1006-1026am
After Midnight. After Meridian. After Moonlight. Adverse Merriment. Etc.
Let's create something that will become a legacy. Let's do something, collectively, in hordes, that will be remembered and repeated for the rest of our lives. We can take personal satisfaction in beginning, now, in the present, the new hundred year traditions. I want to stampede with my brethren through dawn streets, unplugging traffic signals, uprooting small trees: basic anarchy until we are jailed. But there will be too many. They will stop some of us sure, but they sacrificed their freedom for the cause. What cause man? We will sit down at board meetings and invent a cause.
I imagine wild screaming youth scaling the sides of office buildings like slithering rodents. Like free climbers. Some will fall to death by gravity and ground but they sacrificed for the cause. The concrete below interrupts brief meditation regarding the feeling of weightlessness. But the brain is dead before it can react to that feeling. The spinning, swirling sky and the view decreasing as height decreases, the max velocity nearly achieved. One is left to think of their life and other moments they felt so weightless, wind through hair. Like first kisses or winning championships or anything from the heart.
Many of us will die simply searching for this cause. Die to the cause rather than physical death. These thoughts are too uncommon and any sense of organization be dashed. No one believes in anarchy anymore. My zippo is pure black now. No design. No purpose. Anarchy is dead. Let's create something else. Something where we can limited the barrage of mind numbing garbage that hovers around our planet like a plague. So many satellites beaming images onto computer screens and all of our phones always know where we are. We can look up our friends and we can catch them in lies. I knew you were with her! A 3 am wednesday night! Where are you? (I think it's best not to meet up. Remembering St Patty's day last year. Dress shirt and tie. Middle fingers, Lauren's apartment. I don't know if the cat existed yet. Weezy. New name now that I forget. Something cuter, warmer. We drank pure Irish brew and laugh jolly at the prospects of the future. Today I will go back in time and read my writings from then and reminisce fully. From this perspective I am just making up details. Possibly distorting the truth (but distorting the truth is entertaining and fun! we are all just actors!)

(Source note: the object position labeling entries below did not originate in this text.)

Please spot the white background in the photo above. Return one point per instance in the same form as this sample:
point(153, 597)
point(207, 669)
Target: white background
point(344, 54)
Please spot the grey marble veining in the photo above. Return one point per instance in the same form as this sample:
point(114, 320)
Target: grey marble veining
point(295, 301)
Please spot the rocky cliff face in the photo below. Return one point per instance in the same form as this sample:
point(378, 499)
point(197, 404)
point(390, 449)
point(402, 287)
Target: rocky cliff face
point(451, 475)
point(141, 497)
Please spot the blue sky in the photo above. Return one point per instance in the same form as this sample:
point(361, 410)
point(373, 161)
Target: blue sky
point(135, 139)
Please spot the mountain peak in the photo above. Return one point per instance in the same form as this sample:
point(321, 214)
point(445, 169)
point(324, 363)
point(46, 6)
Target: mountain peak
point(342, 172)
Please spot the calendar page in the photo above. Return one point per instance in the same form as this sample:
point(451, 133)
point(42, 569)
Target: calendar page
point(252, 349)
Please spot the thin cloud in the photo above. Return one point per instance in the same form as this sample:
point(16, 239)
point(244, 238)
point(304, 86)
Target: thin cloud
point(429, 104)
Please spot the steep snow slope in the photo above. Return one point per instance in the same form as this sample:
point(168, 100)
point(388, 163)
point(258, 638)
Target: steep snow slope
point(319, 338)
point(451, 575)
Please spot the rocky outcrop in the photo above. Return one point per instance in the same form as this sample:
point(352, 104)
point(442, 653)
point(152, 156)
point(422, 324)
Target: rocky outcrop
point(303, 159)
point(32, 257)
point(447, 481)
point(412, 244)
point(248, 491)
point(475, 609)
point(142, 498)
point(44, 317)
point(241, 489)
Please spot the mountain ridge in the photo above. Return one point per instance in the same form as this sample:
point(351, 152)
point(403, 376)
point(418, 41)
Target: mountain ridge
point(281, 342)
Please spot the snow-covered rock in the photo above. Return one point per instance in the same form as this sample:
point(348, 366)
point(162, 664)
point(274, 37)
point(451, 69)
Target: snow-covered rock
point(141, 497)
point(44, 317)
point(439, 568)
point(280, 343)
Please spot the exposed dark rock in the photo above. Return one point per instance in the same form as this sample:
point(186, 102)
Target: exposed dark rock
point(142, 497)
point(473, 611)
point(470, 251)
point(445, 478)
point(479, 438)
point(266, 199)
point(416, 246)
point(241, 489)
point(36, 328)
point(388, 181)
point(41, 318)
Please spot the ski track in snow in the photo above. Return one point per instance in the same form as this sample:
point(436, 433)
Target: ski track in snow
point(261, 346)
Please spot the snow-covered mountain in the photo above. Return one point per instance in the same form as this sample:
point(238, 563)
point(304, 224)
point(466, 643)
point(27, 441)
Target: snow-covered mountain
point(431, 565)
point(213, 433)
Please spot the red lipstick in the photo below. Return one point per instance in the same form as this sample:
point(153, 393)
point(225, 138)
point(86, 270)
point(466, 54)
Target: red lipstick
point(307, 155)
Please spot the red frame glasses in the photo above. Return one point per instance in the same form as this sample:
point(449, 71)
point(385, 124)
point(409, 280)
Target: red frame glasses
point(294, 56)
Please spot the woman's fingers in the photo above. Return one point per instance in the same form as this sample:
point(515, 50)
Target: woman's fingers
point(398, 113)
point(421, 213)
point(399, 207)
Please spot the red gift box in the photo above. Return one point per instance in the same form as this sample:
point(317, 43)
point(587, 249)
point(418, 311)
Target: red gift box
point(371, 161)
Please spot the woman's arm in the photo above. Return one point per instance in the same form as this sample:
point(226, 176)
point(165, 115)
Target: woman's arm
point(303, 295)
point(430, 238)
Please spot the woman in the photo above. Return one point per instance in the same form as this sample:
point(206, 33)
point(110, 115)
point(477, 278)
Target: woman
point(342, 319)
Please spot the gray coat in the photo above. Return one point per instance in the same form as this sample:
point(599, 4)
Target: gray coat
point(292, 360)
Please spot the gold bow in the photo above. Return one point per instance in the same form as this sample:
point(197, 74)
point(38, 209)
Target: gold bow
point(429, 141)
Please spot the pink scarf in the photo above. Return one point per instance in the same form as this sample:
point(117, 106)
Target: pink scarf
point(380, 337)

Kill your impression manager.
He is a bastard and has stifled you for too long. Oppression. Depression. At his conniving hands. He sits at his huge red oak desk with careful wood carvings for the oppressed to look at while sitting, vegetating, in the small chairs, uncomfortable, he provides for you while you have to wait for him to finish up with his afternoon secretary quickie in the master bathroom that she is only allowed to enter if he is allowed to enter her. He smiles a shit eating grin and places his huge hands on your shoulders and scares the living daylights out of you. You heard no approach. "Now about your appearance he says," evil, sardonic, the worst of mankind, "Don't you think people will judge you in negative light if you dress or act that way, if you try to be an individual?"
"I don't care what they think!" you want scream.
"Oh yes, yes you do." That's my job he smirks.
Before you reply he is strangling you, power crazed.